Digital Differential Analyser (DDA)

How do we draw in the other octants?

Digital Differential Analyser (DDA)

For lines with an absolute positive slope greater than 1.0, we reverse the roles of \(x\) and \(y\).

That is, we sample at unit \(y\) intervals, \(\delta y = 1\), and calculate consecutive x values as:

\[ x_{i+1} = x_i + \frac{1}{m} \]

Digital Differential Analyser (DDA)

To cover the remaining octants, we decrement \(x\) and \(y\).

Hence, for top, right, left and bottom octants, we have:

\[ \begin{aligned} |m| > 1~&,~ ~\delta y =~~1,& x_{i+1} &= x_i + \frac{1}{m} \\ 0 \leq |m| \leq 1~&,~ ~\delta x =~~1,& y_{i+1} &= y_i + m \\ 0 \leq |m| \leq 1~&,~ ~\delta x = -1,& y_{i+1} &= y_i + m \\ |m| > 1~&,~ ~\delta y = -1,& x_{i+1} &= x_i + \frac{1}{m} \end{aligned} \]

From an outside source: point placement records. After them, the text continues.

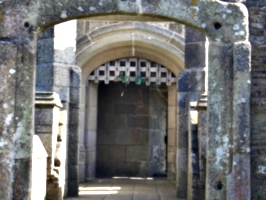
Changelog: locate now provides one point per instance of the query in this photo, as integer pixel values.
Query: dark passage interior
(132, 130)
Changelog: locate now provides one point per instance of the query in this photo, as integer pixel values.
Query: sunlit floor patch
(132, 178)
(98, 190)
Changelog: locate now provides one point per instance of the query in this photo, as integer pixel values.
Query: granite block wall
(132, 130)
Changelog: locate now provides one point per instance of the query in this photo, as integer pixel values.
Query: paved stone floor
(126, 189)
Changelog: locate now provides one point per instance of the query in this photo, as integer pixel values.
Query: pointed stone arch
(226, 25)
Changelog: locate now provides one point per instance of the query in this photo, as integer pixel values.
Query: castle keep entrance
(132, 123)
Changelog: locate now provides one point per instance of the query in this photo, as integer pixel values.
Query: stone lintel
(43, 99)
(203, 102)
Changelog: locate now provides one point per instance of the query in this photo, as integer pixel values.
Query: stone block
(63, 92)
(194, 55)
(171, 157)
(137, 153)
(132, 137)
(75, 76)
(61, 75)
(44, 116)
(142, 110)
(138, 122)
(43, 128)
(73, 188)
(157, 137)
(44, 75)
(80, 28)
(111, 123)
(191, 80)
(75, 95)
(106, 137)
(172, 95)
(178, 28)
(124, 109)
(65, 56)
(105, 169)
(82, 43)
(171, 136)
(73, 116)
(107, 152)
(45, 50)
(47, 33)
(172, 112)
(82, 173)
(72, 172)
(193, 36)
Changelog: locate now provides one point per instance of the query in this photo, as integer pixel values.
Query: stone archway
(229, 61)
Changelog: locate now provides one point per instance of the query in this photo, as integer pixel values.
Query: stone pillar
(193, 192)
(228, 163)
(171, 144)
(16, 107)
(202, 140)
(56, 71)
(239, 179)
(47, 118)
(91, 129)
(39, 169)
(182, 144)
(73, 134)
(8, 52)
(191, 83)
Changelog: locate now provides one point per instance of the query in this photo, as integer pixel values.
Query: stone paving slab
(126, 189)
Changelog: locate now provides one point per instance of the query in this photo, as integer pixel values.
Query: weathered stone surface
(182, 145)
(220, 119)
(19, 23)
(191, 80)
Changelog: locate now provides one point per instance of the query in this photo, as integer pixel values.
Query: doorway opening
(135, 132)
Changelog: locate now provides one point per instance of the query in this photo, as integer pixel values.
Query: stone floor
(126, 189)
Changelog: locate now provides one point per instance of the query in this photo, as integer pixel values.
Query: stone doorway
(132, 130)
(135, 133)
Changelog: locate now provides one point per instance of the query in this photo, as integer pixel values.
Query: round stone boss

void lineDDA (int x0, int y0, int xEnd, int yEnd){
    int dx=xEnd-x0, dy=yEnd-y0, steps, k;
    float xIncrement, yIncrement, x = x0, y = y0;

   if (fabs (dx) > fabs (dy))
      steps = fabs (dx);
   else
      steps = fabs (dy);

   xIncrement = float (dx) / float (steps);
   yIncrement = float (dy) / float (steps);

   setPixel (round (x), round (y));
   for (k = 0; k < steps; k++) {
        x += xIncrement;
        y += yIncrement;
        setPixel (round (x), round (y));
} }

Digital Differential Analyser (DDA)

DDA has a few problems:

Digital Differential Analyser (DDA)

The algorithm has a few problems:

• fails to take advantage of the integral nature of pixels
• floating point variables to store the slope.
• costly division operations to calculate the slope.

We will address these short comings in the next lecture.